You are the Cardinal Acciaiuoli, and you,
Abate Panciatichi—two good Tuscan names:
Acciaiuoli—ah, your ancestor it was
Built the huge battlemented convent-block
Over the little forky flashing Greve
That takes the quick turn at the foot o' the hill
Just as one first sees Florence: oh those days!
'T is Ema, though, the other rivulet,
The one-arched brown brick bridge yawns over,—yes,
Gallop and go five minutes, and you gain
The Roman Gate from where the Ema's bridged:
Kingfishers fly there: how I see the bend
O'erturreted by Certosa which he built,
That Senescal (we styled him) of your House!
I do adjure you, help me, Sirs!

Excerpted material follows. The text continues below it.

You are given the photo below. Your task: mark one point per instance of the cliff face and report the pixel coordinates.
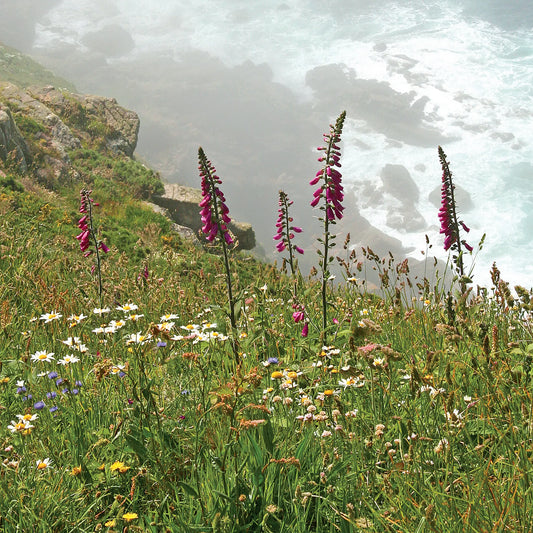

My blood
Comes from as far a source: ought it to end
This way, by leakage through their scaffold-planks
Into Rome's sink where her red refuse runs?
Sirs, I beseech you by blood-sympathy,
If there be any vile experiment
In the air,—if this your visit simply prove,
When all's done, just a well-intentioned trick,
That tries for truth truer than truth itself,
By startling up a man, ere break of day,
To tell him he must die at sunset,—pshaw!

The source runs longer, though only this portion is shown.